Quelle: A voyage to Benin beyond the countrey of Guinea made by Master James
Welsh, who set foorth in the yeere 1588. in: Hakluyt's Voyages, Band VI., S.
456-458. Zitiert nach: Hodgkin, Thomas. 1960. Nigerian Per-spectives. An
Historical Anthology. London, 116-117.
Benin: Food,
Drink, and Friendship
The commodities that we carried in this voyage were cloth both linnen und wollen,
yron worke of sundry sorts, Manillios or bracelets of copper, glasse beades, and
corrall.
The commodities that we brought home were pepper and Elephants teeth, oyle of
palme, cloth made of Cotton wooll very curiously woven, and cloth made of the
barke of palme trees. Their money is pretie white shels, for golde and silver we
saw none.
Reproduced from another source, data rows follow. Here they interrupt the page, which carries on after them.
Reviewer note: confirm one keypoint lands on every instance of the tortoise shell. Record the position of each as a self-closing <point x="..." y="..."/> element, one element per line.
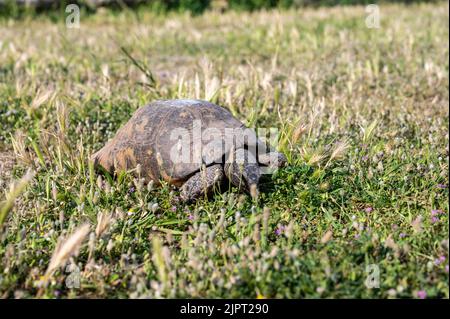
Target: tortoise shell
<point x="152" y="138"/>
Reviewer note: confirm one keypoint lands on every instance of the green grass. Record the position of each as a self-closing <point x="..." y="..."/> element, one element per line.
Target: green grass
<point x="378" y="97"/>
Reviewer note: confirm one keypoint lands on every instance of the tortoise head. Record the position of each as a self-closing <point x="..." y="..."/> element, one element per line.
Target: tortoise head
<point x="243" y="171"/>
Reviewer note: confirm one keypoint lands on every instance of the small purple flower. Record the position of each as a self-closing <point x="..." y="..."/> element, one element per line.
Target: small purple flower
<point x="435" y="212"/>
<point x="279" y="230"/>
<point x="422" y="294"/>
<point x="434" y="219"/>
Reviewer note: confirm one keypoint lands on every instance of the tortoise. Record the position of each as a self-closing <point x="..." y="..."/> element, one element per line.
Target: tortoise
<point x="192" y="144"/>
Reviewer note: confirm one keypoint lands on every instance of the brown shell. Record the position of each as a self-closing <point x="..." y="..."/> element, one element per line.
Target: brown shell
<point x="148" y="139"/>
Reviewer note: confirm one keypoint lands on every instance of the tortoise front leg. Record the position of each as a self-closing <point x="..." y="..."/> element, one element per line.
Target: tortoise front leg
<point x="202" y="183"/>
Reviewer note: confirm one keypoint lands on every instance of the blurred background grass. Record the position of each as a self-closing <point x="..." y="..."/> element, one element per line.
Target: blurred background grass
<point x="21" y="8"/>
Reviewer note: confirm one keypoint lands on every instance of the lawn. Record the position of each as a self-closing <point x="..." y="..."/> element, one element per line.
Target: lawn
<point x="362" y="113"/>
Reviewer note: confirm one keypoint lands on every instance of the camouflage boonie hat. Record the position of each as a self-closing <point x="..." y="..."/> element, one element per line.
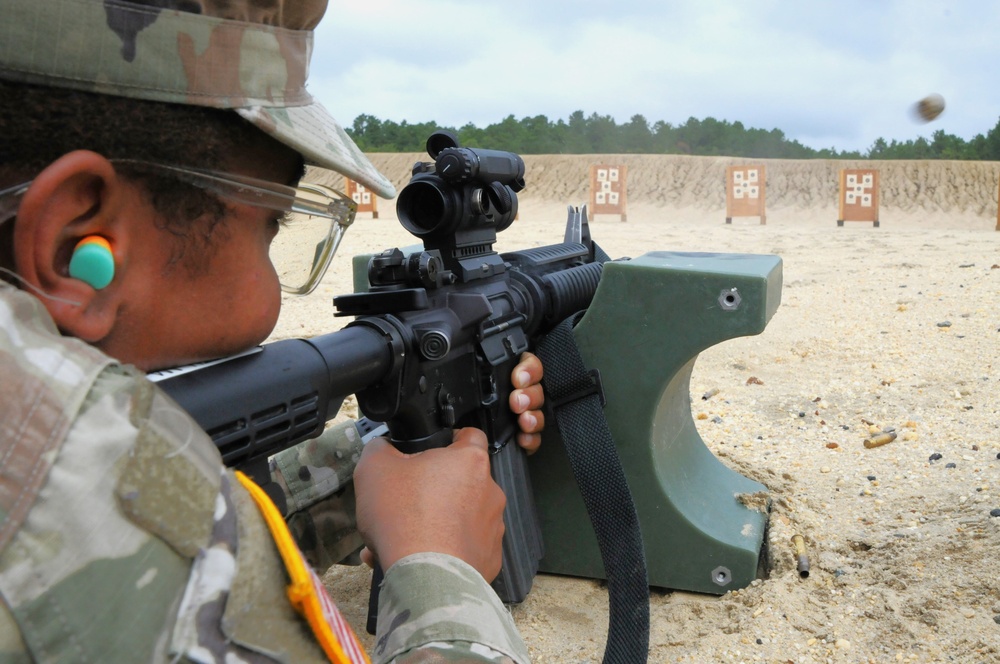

They have also great store of cotton growing: their bread is a kind of
roots, they call it Inamia [yam], and when it is well sodden I would leave our
bread to eat of it, it is pleasant in eating, and light of digestion, the roote
thereof is as bigge as a mans arme. Our men upon fish-dayes had rather eate the
rootes with oyle and vineger, then to eate good stockfish. There are great store
of palme trees, out of the which they gather great store of wine, which wine is
white and very pleasant, and we should buy two gallons of it for 20 shels. They
have good store of sope, and it smelleth like beaten violets. Also many pretie
fine mats and baskets that they make, and spoones of Elephants teeth very
curiously wrought with divers proportions of foules and beasts made upon them.
There is upon the coast wonderfull great lightning and thunder, in so much as I
never hard the like in no Countrey, for it would make the decke or hatches
tremble under our feete, and before we were well acquainted with it, we were
fearefull, but God be thanked we had no harme. The people are very gentle and
loving, and they goe naked both men and women untill they be married, and then
they goe covered from the middle downe to the knees. They would bring our men
earthen pottes of the quantitie of two gallons, full of hony and hony combes for
100 shelles. They would also bring great store of Oranges and Plantans which is
a fruit that groweth upon a tree, and is very like unto a Cucumber but very
pleasant in eating. It hath pleased God of his merceifull goodnesse to give me
the knowledge how to preserve fresh water with little cost, which did serve us
sixe moneths at the sea, and when we came into Plimmouth it was much wondered
at, of the principal men of the towne, who said that there was not sweeter water
in any spring in Plimmouth. Thus doth God provide for his creatures, unto whom
be praise now and for evermore, Amen.